R: Collaboriamo con il birrificio Lost Road (hanno il negozio vicino al Mercato Coperto) e siamo in ottimi rapporti con il ragazzo di Hidden Spirits, che ha una piccola bottega artigiana di whisky.
O: Qualche anno fa abbiamo fatto una serata di lettura tarocchi, una delle serate più bizzarre che abbiamo mai avuto. E anche un contest di poesia: non ci avrei scommesso una lira, ma è stata una delle serate più divertenti che abbiamo avuto.
In chiusura della nostra conversazione ho chiesto a Rocco e Oscar un consiglio su cosa bere, guardare e ascoltare. Tutti e due concordano su È stata la mano di Dio, l’ultimo film di Sorrentino, autore molto amato in generale. Accolgo anche il suggerimento di Rocco in tema di libri, Yoga di Emmanuel Carrère. Su cosa bere risulta più preparato Oscar, che consiglia un bicchiere di whisky e cannella oppure uno Chartreuse – un liquore francese molto particolare, un mix tra un amaro, una sambuca e un pastis, “assolutamente da provare”. Dulcis in fundo la musica, ed è Rocco quello preparato. Sono vari i suggerimenti da Flavio Giurato a La Rappresentante di Lista, da Lucio Dalla al Maestro Battiato, in particolare La cura proprio in virtù della necessità di prendersi cura uno dell’altro, a maggior ragione se consideriamo il periodo che stiamo attraversando.

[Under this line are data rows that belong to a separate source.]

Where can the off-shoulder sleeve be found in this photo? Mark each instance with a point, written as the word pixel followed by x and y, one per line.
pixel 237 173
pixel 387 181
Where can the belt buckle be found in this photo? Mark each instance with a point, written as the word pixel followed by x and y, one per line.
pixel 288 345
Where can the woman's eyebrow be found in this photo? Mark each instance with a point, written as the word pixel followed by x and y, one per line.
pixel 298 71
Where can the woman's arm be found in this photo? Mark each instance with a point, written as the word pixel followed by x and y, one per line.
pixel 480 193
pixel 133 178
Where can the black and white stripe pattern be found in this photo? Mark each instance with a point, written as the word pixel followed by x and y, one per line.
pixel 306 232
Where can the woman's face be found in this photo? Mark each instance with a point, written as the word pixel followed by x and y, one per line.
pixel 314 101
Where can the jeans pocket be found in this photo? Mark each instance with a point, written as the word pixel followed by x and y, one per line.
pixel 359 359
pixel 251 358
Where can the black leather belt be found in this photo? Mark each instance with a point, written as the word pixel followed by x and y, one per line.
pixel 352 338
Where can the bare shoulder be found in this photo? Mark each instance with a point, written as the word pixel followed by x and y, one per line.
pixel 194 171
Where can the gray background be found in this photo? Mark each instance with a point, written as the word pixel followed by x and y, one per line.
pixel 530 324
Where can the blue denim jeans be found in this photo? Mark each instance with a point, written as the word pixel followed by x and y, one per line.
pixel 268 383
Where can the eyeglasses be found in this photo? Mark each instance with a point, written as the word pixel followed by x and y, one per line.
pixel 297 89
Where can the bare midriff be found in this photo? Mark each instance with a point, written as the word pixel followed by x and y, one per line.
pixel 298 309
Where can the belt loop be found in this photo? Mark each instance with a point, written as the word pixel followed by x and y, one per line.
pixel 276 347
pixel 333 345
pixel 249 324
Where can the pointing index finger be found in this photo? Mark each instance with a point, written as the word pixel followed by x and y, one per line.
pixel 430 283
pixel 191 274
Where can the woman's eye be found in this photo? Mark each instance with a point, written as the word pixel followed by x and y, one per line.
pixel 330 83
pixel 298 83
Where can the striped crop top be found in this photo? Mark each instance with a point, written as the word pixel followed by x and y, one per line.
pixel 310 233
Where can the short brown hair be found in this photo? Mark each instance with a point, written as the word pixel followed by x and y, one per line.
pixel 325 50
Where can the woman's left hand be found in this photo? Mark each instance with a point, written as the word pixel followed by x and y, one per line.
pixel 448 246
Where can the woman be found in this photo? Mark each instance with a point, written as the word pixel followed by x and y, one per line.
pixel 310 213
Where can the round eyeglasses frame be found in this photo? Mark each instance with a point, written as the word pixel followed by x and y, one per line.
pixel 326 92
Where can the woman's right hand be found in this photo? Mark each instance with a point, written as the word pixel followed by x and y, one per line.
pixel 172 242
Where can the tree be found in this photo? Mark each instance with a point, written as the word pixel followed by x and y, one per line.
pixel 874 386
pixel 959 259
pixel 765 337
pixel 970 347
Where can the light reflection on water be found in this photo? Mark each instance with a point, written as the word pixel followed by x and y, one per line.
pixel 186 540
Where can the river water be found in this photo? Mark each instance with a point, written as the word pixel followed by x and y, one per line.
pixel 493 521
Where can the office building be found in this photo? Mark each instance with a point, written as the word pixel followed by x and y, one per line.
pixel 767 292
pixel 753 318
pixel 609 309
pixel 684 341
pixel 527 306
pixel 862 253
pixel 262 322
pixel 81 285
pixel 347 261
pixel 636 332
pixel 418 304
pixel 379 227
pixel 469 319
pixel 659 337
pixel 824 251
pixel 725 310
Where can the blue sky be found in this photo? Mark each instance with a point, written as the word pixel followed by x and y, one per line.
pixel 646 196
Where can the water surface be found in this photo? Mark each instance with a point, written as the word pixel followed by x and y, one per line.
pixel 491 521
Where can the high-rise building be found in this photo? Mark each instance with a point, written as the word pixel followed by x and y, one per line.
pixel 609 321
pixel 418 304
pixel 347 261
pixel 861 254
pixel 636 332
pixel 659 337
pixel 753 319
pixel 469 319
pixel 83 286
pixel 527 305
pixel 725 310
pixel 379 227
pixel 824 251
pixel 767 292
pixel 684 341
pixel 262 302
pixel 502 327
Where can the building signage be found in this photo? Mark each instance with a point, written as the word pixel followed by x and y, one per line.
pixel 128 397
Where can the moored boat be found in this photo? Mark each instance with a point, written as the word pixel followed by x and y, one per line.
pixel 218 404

Ci sarebbero tante altre cose da raccontare, come la squadra di calcio del Korova con la propria curva composta da almeno 40-50 tifosi, invidiata da tutti gli avversari; il tentativo (fallito sul nascere) di mettere su una squadra di bowling (“ci siamo fatti male tutti e abbiamo dovuto sospendere”); i vari murales, gran parte di Marco Montanari e uno di Riccardo Torresi, che si trovano nel giardino adiacente al locale; tantissimi aneddoti accumulati durante questi lunghissimi anni, come quello che vede Carmelo Pipitone, chitarrista dei Marta sui tubi, spaccare la lampada centrale del bancone con la propria chitarra oppure quello in cui Pierpaolo Capovilla recita dei brani sconsigliati ai minori. Ma invece che farveli raccontare da me, il mio consiglio è di andare da loro, al Korova: sono sicura che Rocco e Oscar saranno più che contenti di condividere tutto anche con voi. Per ciò che mi concerne, posso solo aggiungere grazie e a presto!